Vanna White talks taking the wheel for longtime game show host Pat Sajak
Vanna White has graced the "Wheel of Fortune" stage alongside Pat Sajak for more than 30 years, but for the first time, she's flipping the script instead of letters -- taking the reins as host for the first time, while her longtime counterpart recovers from a health scare.
Last month, Sajak was out on a walk when he felt stomach cramps. Two hours later, he was having emergency surgery for a blocked intestine. White told ABC News in an exclusive interview she was "scared to death."
"It was horrible, just horrible," she recalled of the moment she got the news about her friend. "We've been together 37 years, and it's not the same -- we are a team. We're together. It just felt weird with him not being here on the set."
"You think the worst, because you never know when you're going in for surgery. You never know what's going to happen," she added.
Once his wife called White to let her know he was making jokes, the longtime TV personality said, "I knew that he was feeling better -- that was the absolute key."
At that point, producers tapped White and asked how she would feel about taking the wheel.
"I was like, 'What? No. You're kidding, right?' He goes, 'No, I'm serious,'" she recalled. "And my first thought was, 'There's no way.' I don't pay attention to Pat."

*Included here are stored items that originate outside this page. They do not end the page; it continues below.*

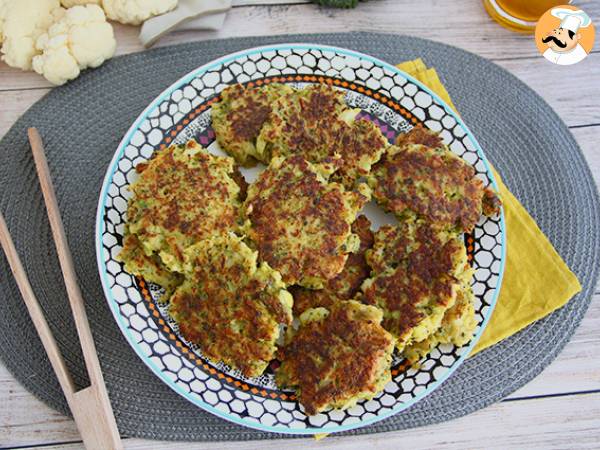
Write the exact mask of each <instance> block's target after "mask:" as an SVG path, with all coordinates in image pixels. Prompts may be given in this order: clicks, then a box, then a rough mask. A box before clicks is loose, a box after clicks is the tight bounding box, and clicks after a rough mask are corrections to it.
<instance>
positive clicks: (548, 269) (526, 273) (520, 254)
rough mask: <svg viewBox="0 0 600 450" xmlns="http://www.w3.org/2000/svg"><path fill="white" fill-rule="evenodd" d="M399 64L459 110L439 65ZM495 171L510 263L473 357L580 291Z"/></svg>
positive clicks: (519, 328) (503, 279) (540, 230)
mask: <svg viewBox="0 0 600 450" xmlns="http://www.w3.org/2000/svg"><path fill="white" fill-rule="evenodd" d="M398 68H399V69H400V70H403V71H404V72H406V73H408V74H409V75H411V76H412V77H414V78H416V79H417V80H419V81H420V82H421V83H423V84H424V85H425V86H427V87H428V88H429V89H431V90H432V91H434V92H435V93H436V94H437V95H439V96H440V98H441V99H442V100H444V101H445V102H446V103H447V104H448V106H450V107H451V108H452V109H454V110H455V111H456V107H455V106H454V104H453V103H452V100H451V99H450V95H449V94H448V91H446V88H445V87H444V85H443V84H442V83H441V81H440V79H439V77H438V75H437V72H436V71H435V69H433V68H427V66H426V65H425V64H424V63H423V61H422V60H421V59H420V58H418V59H415V60H413V61H406V62H404V63H402V64H398ZM492 170H493V172H494V175H495V177H496V182H497V183H498V188H499V194H500V198H501V199H502V203H503V205H504V214H505V220H506V236H507V238H506V264H505V268H504V279H503V281H502V287H501V289H500V296H499V297H498V301H497V302H496V307H495V309H494V312H493V314H492V317H491V318H490V321H489V323H488V325H487V327H486V329H485V331H484V332H483V335H482V336H481V338H480V340H479V342H478V343H477V345H476V346H475V348H474V349H473V351H472V352H471V354H470V355H469V356H473V355H474V354H475V353H477V352H480V351H481V350H483V349H485V348H487V347H490V346H492V345H494V344H496V343H498V342H500V341H501V340H502V339H504V338H506V337H508V336H511V335H513V334H515V333H516V332H517V331H519V330H522V329H523V328H525V327H526V326H527V325H529V324H531V323H533V322H535V321H536V320H539V319H541V318H542V317H545V316H547V315H548V314H550V313H551V312H552V311H554V310H556V309H558V308H560V307H561V306H563V305H564V304H565V303H567V301H569V299H571V297H573V296H574V295H575V294H577V293H578V292H579V291H581V285H580V284H579V281H578V280H577V277H576V276H575V274H574V273H573V272H571V270H569V268H568V267H567V265H566V264H565V262H564V261H563V260H562V258H561V257H560V255H559V254H558V253H557V252H556V250H555V249H554V247H553V246H552V244H551V243H550V241H549V240H548V238H547V237H546V236H545V235H544V233H542V231H541V230H540V229H539V227H538V226H537V224H536V223H535V221H534V220H533V218H532V217H531V216H530V215H529V213H528V212H527V211H526V210H525V208H524V207H523V205H521V203H520V202H519V200H517V199H516V197H515V196H514V195H512V193H511V192H510V191H509V190H508V188H507V187H506V186H505V185H504V183H503V182H502V180H501V179H500V176H499V175H498V173H497V172H496V171H495V170H494V169H493V168H492Z"/></svg>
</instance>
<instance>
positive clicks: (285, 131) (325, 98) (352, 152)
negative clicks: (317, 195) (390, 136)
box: [257, 84, 388, 188]
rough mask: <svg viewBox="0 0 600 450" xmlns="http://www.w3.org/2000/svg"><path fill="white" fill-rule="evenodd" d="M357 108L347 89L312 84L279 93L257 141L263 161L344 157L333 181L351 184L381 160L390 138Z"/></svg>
mask: <svg viewBox="0 0 600 450" xmlns="http://www.w3.org/2000/svg"><path fill="white" fill-rule="evenodd" d="M357 112H358V110H355V109H350V108H348V107H347V105H346V104H345V102H344V94H343V91H339V90H337V89H334V88H332V87H330V86H327V85H321V84H317V85H312V86H309V87H307V88H305V89H301V90H297V91H294V92H292V93H291V94H288V95H284V96H282V97H280V98H279V99H278V100H277V101H276V102H275V104H274V106H273V111H272V112H271V114H270V116H269V119H268V120H267V121H266V122H265V125H264V126H263V129H262V131H261V133H260V136H259V138H258V141H257V149H258V151H259V153H262V155H263V157H262V158H260V159H262V161H263V162H267V163H268V161H269V160H270V158H271V157H273V156H289V155H300V156H302V157H303V158H304V159H306V160H308V161H309V162H312V163H322V162H330V161H332V160H334V159H335V158H336V157H340V161H339V164H338V166H339V167H338V170H337V171H336V173H335V174H333V175H332V180H333V181H337V182H339V183H341V184H343V185H344V186H345V187H347V188H351V187H352V186H353V185H354V183H355V182H356V180H357V179H359V178H360V177H362V176H366V175H367V174H368V173H369V171H370V169H371V165H372V164H373V163H375V162H377V161H378V160H379V158H380V157H381V155H382V153H383V151H384V150H385V147H386V146H387V145H388V143H387V140H386V139H385V137H384V136H383V134H382V133H381V130H380V129H379V128H378V127H377V126H376V125H375V124H373V123H372V122H370V121H368V120H355V116H356V114H357Z"/></svg>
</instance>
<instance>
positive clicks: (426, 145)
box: [369, 127, 499, 232]
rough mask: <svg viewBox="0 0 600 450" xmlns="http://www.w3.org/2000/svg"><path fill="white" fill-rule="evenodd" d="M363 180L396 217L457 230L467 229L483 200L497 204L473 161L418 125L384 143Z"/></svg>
mask: <svg viewBox="0 0 600 450" xmlns="http://www.w3.org/2000/svg"><path fill="white" fill-rule="evenodd" d="M398 144H399V145H398ZM430 145H433V146H430ZM369 185H370V186H371V188H372V189H373V196H374V197H375V199H376V200H377V201H378V202H379V204H380V205H382V206H383V207H384V208H385V209H386V210H388V211H391V212H393V213H394V214H395V215H396V216H398V218H400V219H403V218H407V219H412V220H414V219H425V220H428V221H430V222H431V223H435V224H436V226H439V227H442V228H447V229H452V230H456V231H458V232H470V231H472V229H473V227H474V226H475V224H476V223H477V221H478V220H479V217H480V216H481V213H482V209H483V204H486V208H485V212H488V213H493V212H495V211H497V210H498V208H499V199H498V198H497V196H496V197H495V198H494V199H492V198H491V197H490V196H495V194H494V193H493V191H491V190H488V191H487V193H486V191H485V188H484V186H483V181H482V180H480V179H479V178H478V177H477V176H476V175H475V170H474V169H473V167H471V166H470V165H469V164H468V163H467V162H465V161H464V160H463V159H462V158H460V157H459V156H458V155H456V154H454V153H453V152H452V151H451V150H450V149H449V148H448V147H447V146H445V145H443V144H442V143H441V140H440V139H439V136H437V134H434V133H432V132H430V131H427V130H425V129H423V128H421V127H417V128H414V129H413V130H411V131H410V132H409V133H408V134H407V135H404V136H401V137H400V138H399V139H398V141H397V145H395V146H391V147H389V148H388V150H387V152H386V153H385V154H384V156H383V157H382V159H381V160H380V161H379V162H378V163H377V164H375V166H374V167H373V170H372V172H371V175H370V176H369ZM484 195H485V202H484ZM488 204H491V205H492V207H487V205H488Z"/></svg>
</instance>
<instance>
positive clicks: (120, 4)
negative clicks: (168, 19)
mask: <svg viewBox="0 0 600 450" xmlns="http://www.w3.org/2000/svg"><path fill="white" fill-rule="evenodd" d="M176 6H177V0H102V7H103V8H104V12H106V17H108V18H109V19H110V20H116V21H117V22H121V23H126V24H131V25H139V24H140V23H142V22H143V21H145V20H146V19H149V18H150V17H153V16H159V15H161V14H164V13H166V12H168V11H171V10H172V9H175V7H176Z"/></svg>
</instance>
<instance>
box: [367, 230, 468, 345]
mask: <svg viewBox="0 0 600 450" xmlns="http://www.w3.org/2000/svg"><path fill="white" fill-rule="evenodd" d="M367 262H368V263H369V265H371V267H372V268H373V269H374V270H373V277H372V278H369V279H367V280H366V281H365V282H364V283H363V285H362V291H363V293H364V295H363V296H361V297H359V299H360V300H361V301H363V302H364V303H367V304H371V305H375V306H378V307H379V308H381V309H382V310H383V317H384V319H383V327H384V328H385V329H386V330H388V331H389V332H390V333H392V334H393V335H394V337H396V339H397V344H396V345H397V348H398V351H400V352H402V351H403V350H404V347H405V346H406V345H408V344H411V343H412V342H420V341H422V340H424V339H426V338H427V337H428V336H429V335H431V334H432V333H434V332H435V331H436V330H437V329H438V328H439V326H440V324H441V321H442V318H443V316H444V313H445V312H446V310H447V309H448V308H450V307H452V305H454V302H455V300H456V294H457V291H458V290H459V288H460V284H461V283H462V282H463V280H464V279H470V277H471V269H470V266H469V264H468V261H467V254H466V249H465V245H464V242H462V240H461V239H459V237H458V236H457V235H456V234H453V233H447V232H444V231H441V232H440V231H438V230H436V229H434V228H432V227H431V226H430V225H429V224H427V223H424V222H417V223H412V222H401V223H400V224H399V226H398V227H394V226H391V225H385V226H383V227H381V228H380V229H379V230H378V231H377V233H376V234H375V243H374V246H373V249H372V250H369V251H367Z"/></svg>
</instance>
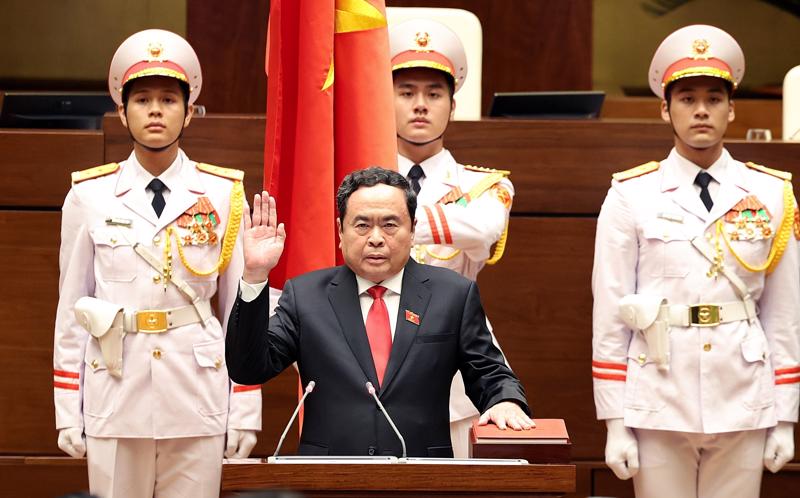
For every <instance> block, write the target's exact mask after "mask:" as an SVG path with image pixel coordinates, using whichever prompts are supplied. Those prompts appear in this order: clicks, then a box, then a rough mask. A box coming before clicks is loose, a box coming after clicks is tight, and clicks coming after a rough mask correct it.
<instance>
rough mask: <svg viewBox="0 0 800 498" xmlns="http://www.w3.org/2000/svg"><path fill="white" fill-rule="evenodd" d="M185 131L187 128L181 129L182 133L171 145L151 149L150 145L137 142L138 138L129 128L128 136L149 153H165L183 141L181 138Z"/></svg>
mask: <svg viewBox="0 0 800 498" xmlns="http://www.w3.org/2000/svg"><path fill="white" fill-rule="evenodd" d="M185 129H186V128H181V132H180V133H179V134H178V136H177V137H176V138H175V140H173V141H172V142H170V143H169V144H167V145H164V146H162V147H150V146H149V145H145V144H143V143H142V142H140V141H138V140H136V137H134V136H133V133H131V129H130V128H128V135H130V137H131V140H133V141H134V142H136V143H137V144H139V146H140V147H142V148H144V149H145V150H146V151H148V152H163V151H165V150H167V149H169V148H170V147H172V146H173V145H175V142H177V141H178V140H180V139H181V137H182V136H183V130H185Z"/></svg>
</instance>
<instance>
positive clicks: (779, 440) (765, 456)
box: [764, 422, 794, 474]
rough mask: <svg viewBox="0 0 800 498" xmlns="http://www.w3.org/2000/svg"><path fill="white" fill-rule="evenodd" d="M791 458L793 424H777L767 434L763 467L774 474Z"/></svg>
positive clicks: (787, 461)
mask: <svg viewBox="0 0 800 498" xmlns="http://www.w3.org/2000/svg"><path fill="white" fill-rule="evenodd" d="M792 458H794V424H793V423H791V422H778V425H776V426H775V427H773V428H771V429H769V430H768V432H767V444H766V445H765V446H764V467H766V468H768V469H769V470H770V471H771V472H772V473H773V474H774V473H775V472H777V471H779V470H781V469H782V468H783V466H784V465H786V462H788V461H789V460H791V459H792Z"/></svg>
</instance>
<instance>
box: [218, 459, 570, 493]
mask: <svg viewBox="0 0 800 498" xmlns="http://www.w3.org/2000/svg"><path fill="white" fill-rule="evenodd" d="M263 489H284V490H292V491H299V492H301V493H303V495H304V496H306V497H316V496H320V497H324V496H352V497H368V496H408V497H410V496H437V497H466V496H470V497H475V496H497V497H501V496H502V497H505V496H513V497H522V496H537V497H538V496H562V495H564V494H565V493H571V492H573V491H575V466H574V465H502V466H498V465H447V464H444V465H428V464H403V463H397V464H388V465H370V464H336V463H330V464H322V463H321V464H294V465H286V464H268V463H227V464H225V465H224V466H223V470H222V491H223V496H224V493H225V492H230V491H245V490H263Z"/></svg>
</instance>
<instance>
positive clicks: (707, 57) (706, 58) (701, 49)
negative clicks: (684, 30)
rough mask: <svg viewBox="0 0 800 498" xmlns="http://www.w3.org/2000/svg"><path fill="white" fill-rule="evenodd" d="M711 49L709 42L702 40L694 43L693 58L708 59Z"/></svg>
mask: <svg viewBox="0 0 800 498" xmlns="http://www.w3.org/2000/svg"><path fill="white" fill-rule="evenodd" d="M710 47H711V45H709V43H708V40H704V39H702V38H700V39H697V40H695V41H693V42H692V58H693V59H708V58H709V53H708V49H709V48H710Z"/></svg>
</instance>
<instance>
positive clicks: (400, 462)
mask: <svg viewBox="0 0 800 498" xmlns="http://www.w3.org/2000/svg"><path fill="white" fill-rule="evenodd" d="M398 463H405V464H410V465H413V464H421V465H528V461H527V460H523V459H522V458H424V457H419V458H415V457H411V458H401V459H400V460H399V461H398Z"/></svg>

"I'm busy with my letters and my puzzle board," she added, laughing. "I mean, I'm hearin' him, but I don't really pay that much attention."
The hostess said once she stepped up to try her hand at the top role, "I was petrified, terrified. But I did it."
Fans will see White host the show for three weeks while Sajak fully recovered from surgery.
"I was so nervous," she said. "I'm shaking now, because I remember the feeling of, 'How am I gonna do this?'"
White previously filled Sajak's shoes for just one segment in 1996 when he came down with laryngitis, but being the host full-time, she said, presented a different kind of challenge.
"[You] have to be aware of everything that's going on, where before all I had to worry about was letters," she explained. "Now I have to carry the whole show, I have to talk to all three players and make sure I get their scores right."
She also admitted that spinning the wheel was a whole new experience. In over 37 years she said she had spun the wheel "maybe three times."
"Those three weeks without him was very hard. I really missed him," she said, adding that she has a whole new level of respect for Sajak. "I just can't imagine doing this show without him, you know? And I hope he feels the same with me."